The page you linked doesn't mention PPI or DPI at all. From what I can see from a quick search, viewing low-res images strains the eyes but I'm not sure how that relates to pure text.

It also specifically mentions glare and reflection being part of the problem, something eInk displays are better at than normal displays IMHO, because they don't project light at your eyes.

Do you have any links to "the science" here? Because a quick search seems to pull up a few things supporting less eyestrain from eInk than other screens, regardless of resolution. For example - https://pubmed.ncbi.nlm.nih.gov/24386252/


Low res rendered on a low DPI/PPI screen causes your eyes to strain. I will link you later.


Please do!

I hope that whatever you link to takes into account different screen technologies too - I can understand that it makes a difference on back-lit LCD monitors, but I'm going to take more convincing that the same necessarily applies to eInk tablets, as that would contradict personal experience as well as other material I've seen.

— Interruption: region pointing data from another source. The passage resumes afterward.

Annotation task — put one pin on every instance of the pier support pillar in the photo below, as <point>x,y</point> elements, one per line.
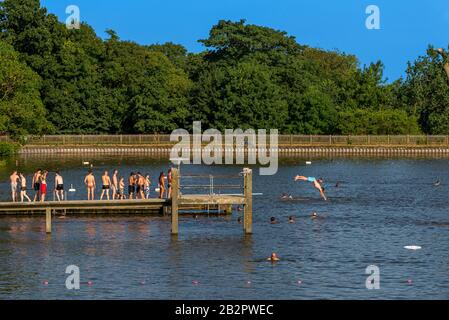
<point>248,207</point>
<point>48,220</point>
<point>174,201</point>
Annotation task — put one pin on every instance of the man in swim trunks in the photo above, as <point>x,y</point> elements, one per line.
<point>23,188</point>
<point>106,185</point>
<point>59,183</point>
<point>140,186</point>
<point>131,185</point>
<point>114,184</point>
<point>169,180</point>
<point>14,179</point>
<point>316,183</point>
<point>37,184</point>
<point>89,181</point>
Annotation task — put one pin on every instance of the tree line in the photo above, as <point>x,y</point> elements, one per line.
<point>59,80</point>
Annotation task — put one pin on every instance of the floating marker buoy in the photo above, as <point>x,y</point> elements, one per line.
<point>412,247</point>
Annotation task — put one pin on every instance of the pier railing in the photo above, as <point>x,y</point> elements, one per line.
<point>289,140</point>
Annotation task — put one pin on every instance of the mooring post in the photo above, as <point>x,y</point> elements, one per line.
<point>174,201</point>
<point>248,195</point>
<point>48,220</point>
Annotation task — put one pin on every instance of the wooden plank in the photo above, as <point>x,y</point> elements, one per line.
<point>174,201</point>
<point>48,220</point>
<point>248,207</point>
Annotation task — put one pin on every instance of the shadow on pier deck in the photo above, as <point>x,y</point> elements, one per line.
<point>208,203</point>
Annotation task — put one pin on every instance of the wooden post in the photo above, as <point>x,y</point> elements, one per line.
<point>48,220</point>
<point>248,208</point>
<point>174,201</point>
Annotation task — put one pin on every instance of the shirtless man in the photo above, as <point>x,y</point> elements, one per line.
<point>59,186</point>
<point>141,185</point>
<point>169,181</point>
<point>161,185</point>
<point>14,179</point>
<point>23,188</point>
<point>114,185</point>
<point>106,181</point>
<point>316,183</point>
<point>89,181</point>
<point>131,185</point>
<point>37,184</point>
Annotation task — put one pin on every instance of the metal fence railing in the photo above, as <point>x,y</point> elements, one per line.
<point>283,140</point>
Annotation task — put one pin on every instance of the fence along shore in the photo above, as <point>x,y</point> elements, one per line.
<point>288,145</point>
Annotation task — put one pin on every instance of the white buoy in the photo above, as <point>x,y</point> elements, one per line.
<point>413,247</point>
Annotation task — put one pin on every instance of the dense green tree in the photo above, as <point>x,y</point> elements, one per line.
<point>21,108</point>
<point>425,92</point>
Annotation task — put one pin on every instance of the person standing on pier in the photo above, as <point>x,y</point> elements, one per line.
<point>161,185</point>
<point>89,181</point>
<point>106,185</point>
<point>131,185</point>
<point>140,185</point>
<point>147,186</point>
<point>169,180</point>
<point>114,185</point>
<point>14,179</point>
<point>59,186</point>
<point>37,184</point>
<point>43,184</point>
<point>23,188</point>
<point>121,188</point>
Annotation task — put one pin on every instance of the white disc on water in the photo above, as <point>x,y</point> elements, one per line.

Contrast varies a lot between devices. I haven't received my ReMarkable yet but it is a custom panel, supposedly better contrast than the average screen, and being fully matte probably helps.


The contrast is a problem of eink screens. There is not much besides grayscale. That is why even if it's 1080 it looks like crap compared to an LCD at 720.


> Eye strain was the first reason they said eink was good for eye strain

This is tautological. Do you mean 'front lighting'?